42 responses to “Goodbye, Groove Music”

  1. Avatar

    gakubuchi

    I am not using Groove Music Pass, but I am using the Groove App to stream my collection on OneDrive (either on Windows 10 or on my Android). Does the app will continue working and they'll be adding features? Or they will also retire it?

  2. Avatar

    SteveM

    2nd Jan in the UK and Groove is still streaming on my Sonos system.

  3. Avatar

    darrix

    Will Groove continue to play user-provided content stored on OneDrive?

  4. Avatar

    Thundr51

    FYI, if you had a subscription the onedrive space allotment is now gone as well. If you are over your limit it will give you 3 months to 'free up' some space after that you won't be able to access anything. I had to remove all my music, and since it was only reason I used the groove app, guess I'll be moving to something else.

  5. Avatar

    toshdellapenna

    I was actually able to stream music pass content until this morning somehow. The strange thing is that my subscription auto renewed on December 23rd, which to my understanding shouldn't have been possible. On a lighter a note, the clowns at Microsoft ignored repeated requests to help me move my content, as I'm purely a mobile user and we know how much they adore their own stuff *cough* music *cough* but I digress. Anywho, it's back to shitty YouTube playlists for me as there isn't a better service out there. Rip groove ?

  6. Avatar

    Rob_Wade

    Oh, please, I find that most are complaining about how horrible the Spotify app is on Windows (phone OR desktop). I tried it on both (I have absolutely no use for their service whatsoever) and found them both to be very slow IF they start and they crash often. Didn't take long to reach the same conclusion I've seen most cite. I was happy to delete Spotify from both my testbeds.

  7. Avatar

    ponsaelius

    Groove actually showcased how good a UWP app could be. After stumbling around as a buggy mess for years the last two years have created a great app experience.


    Now gone.

  8. Avatar

    PanamaVet

    Let's not forget that when Microsoft created Xbox Music, Zune members were not allowed to play their Zune subscription music on the Xbox without paying for an Xbox Live membership. Let's add insult to injury.
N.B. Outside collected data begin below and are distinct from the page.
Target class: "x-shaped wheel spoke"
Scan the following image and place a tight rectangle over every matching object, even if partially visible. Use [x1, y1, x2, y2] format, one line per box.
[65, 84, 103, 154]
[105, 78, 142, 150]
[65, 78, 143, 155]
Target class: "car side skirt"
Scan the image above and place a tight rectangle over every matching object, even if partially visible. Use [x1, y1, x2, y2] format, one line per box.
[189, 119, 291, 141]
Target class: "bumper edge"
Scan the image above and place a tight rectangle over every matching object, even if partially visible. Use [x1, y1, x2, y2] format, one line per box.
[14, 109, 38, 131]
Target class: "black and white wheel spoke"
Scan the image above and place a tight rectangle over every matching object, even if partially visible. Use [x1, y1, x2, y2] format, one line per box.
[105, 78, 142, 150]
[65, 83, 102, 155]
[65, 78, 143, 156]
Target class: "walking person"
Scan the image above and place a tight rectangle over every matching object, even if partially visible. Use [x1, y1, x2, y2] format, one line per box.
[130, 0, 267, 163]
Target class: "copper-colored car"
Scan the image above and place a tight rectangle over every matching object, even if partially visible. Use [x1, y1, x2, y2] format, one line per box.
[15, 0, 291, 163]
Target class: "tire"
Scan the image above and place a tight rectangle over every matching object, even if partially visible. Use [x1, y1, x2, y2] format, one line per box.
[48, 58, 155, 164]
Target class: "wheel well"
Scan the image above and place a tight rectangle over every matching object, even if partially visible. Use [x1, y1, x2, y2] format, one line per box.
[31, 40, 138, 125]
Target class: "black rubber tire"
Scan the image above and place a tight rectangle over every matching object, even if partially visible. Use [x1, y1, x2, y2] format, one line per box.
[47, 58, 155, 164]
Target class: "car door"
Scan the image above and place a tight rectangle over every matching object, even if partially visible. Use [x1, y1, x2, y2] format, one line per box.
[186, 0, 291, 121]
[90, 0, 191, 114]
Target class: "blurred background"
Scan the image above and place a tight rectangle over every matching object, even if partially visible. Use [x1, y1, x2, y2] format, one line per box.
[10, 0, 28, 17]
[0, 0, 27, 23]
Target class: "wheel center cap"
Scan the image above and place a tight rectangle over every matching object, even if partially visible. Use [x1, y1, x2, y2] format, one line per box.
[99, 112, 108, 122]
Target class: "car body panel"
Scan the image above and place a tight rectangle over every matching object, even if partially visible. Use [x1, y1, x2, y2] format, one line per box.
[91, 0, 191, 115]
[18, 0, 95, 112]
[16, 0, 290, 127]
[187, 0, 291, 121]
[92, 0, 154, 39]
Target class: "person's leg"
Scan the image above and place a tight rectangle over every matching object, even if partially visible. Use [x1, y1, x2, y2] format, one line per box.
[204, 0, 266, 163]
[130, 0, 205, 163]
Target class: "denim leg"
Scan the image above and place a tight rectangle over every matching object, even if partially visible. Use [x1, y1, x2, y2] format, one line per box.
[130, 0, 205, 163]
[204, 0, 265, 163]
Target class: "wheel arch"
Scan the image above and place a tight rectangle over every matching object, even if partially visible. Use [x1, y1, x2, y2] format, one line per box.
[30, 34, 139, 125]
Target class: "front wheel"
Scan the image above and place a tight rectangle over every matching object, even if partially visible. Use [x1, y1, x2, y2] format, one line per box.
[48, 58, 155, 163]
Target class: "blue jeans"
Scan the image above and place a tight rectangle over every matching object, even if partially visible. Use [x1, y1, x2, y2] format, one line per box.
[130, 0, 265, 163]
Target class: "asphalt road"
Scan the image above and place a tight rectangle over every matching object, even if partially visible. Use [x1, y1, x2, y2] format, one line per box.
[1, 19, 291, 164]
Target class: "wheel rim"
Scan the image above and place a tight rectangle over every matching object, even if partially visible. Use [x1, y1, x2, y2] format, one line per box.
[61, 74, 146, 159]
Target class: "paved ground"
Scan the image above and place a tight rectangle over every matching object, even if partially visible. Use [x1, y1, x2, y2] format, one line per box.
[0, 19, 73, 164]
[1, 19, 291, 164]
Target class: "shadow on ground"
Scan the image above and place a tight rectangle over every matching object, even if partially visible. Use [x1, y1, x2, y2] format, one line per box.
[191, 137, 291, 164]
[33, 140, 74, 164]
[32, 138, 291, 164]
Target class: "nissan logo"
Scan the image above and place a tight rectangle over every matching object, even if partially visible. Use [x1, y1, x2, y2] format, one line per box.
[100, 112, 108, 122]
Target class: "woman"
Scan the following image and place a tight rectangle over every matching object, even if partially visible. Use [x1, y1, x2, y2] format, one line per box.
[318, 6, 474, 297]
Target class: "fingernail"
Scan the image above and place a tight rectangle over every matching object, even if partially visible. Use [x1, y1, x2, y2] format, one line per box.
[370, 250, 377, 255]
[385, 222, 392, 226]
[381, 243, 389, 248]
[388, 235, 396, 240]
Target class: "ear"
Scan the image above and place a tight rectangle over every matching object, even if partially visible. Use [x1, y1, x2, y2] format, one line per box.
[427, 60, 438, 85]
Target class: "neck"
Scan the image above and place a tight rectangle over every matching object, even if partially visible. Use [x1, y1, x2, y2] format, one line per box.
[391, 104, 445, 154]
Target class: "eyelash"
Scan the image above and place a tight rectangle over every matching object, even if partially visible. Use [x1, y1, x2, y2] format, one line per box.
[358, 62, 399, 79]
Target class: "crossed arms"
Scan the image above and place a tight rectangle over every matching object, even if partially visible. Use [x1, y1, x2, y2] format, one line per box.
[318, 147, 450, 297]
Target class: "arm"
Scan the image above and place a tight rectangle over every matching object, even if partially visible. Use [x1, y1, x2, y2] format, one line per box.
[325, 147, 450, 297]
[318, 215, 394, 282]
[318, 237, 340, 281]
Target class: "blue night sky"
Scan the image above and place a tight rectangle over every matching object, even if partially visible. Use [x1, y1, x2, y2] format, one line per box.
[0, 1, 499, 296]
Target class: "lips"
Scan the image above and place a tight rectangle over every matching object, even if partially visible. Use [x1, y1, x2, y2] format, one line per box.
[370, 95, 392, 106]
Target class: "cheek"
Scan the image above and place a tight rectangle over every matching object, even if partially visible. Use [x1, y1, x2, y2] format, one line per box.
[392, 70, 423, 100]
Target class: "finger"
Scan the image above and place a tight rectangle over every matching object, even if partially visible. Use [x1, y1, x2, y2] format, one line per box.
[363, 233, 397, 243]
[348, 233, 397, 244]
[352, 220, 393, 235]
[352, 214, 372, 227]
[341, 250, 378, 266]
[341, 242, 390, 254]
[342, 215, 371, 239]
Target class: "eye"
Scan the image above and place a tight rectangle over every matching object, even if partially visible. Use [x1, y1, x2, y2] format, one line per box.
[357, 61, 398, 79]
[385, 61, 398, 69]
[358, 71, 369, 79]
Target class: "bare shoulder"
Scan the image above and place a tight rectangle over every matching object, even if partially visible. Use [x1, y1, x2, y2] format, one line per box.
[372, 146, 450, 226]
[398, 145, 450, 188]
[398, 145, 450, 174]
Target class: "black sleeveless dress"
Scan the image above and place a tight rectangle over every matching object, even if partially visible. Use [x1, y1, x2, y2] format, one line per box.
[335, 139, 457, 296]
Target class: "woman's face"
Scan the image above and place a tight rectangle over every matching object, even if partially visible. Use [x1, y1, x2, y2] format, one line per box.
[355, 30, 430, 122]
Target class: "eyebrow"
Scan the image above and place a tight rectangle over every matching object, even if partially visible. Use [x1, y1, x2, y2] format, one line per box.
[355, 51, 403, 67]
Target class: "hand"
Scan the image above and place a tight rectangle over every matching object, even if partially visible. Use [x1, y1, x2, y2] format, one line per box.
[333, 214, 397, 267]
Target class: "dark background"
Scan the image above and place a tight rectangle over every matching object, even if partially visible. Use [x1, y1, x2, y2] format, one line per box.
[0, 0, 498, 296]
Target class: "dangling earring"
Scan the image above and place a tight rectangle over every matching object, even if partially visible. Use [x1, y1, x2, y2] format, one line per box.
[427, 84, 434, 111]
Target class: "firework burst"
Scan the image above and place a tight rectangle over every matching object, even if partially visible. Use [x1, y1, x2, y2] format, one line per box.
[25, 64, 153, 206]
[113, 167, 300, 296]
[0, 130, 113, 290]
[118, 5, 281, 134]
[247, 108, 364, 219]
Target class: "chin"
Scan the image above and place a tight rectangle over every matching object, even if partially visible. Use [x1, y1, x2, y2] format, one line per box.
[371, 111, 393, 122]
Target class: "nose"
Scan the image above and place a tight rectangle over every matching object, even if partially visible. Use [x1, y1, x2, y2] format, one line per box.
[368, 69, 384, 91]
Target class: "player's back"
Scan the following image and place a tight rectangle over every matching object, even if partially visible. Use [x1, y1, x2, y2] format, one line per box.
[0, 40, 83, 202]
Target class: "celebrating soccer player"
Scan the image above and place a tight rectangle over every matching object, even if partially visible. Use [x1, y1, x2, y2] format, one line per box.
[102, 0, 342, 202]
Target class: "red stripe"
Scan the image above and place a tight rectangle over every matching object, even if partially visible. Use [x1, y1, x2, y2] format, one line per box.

    Can we expect the same approach with Spotify?


    I don't have any reason to rely on Microsoft when it comes to building a permanent collection of music.


    I don't care who they partner with. It means paying more than one corporation for a song. That stinks.


    Not if, but when does the Spotify deal collapse?


  9. Avatar

    Bill Russell

    If a company like MS is to stay in the consumer market, it should have kept around such services as this, regardless of profitability or number of users. Look at google play music for example. This continues to erode trust that they will stick with anything.

  10. Avatar

    SvenJ

    Listened to some Groove yesterday as an ode to the service. Actually that was my go to service since it was Zune, so I will miss it. Groove will still play from my OneDrive library as I understand it, but not via Invoke/Cortana it seems. I have started a Spotify subscription, and that certainly is more universally supported (even on Invoke/Cortana) so that is a plus. Someone please tell me how to upload my 40+ years of purchased content, some ripped albums, some ripped CDs, some digital purchases from Google, Apple and Amazon (unprotected MP3s) to Spotify. Oh, you can't? What the heck.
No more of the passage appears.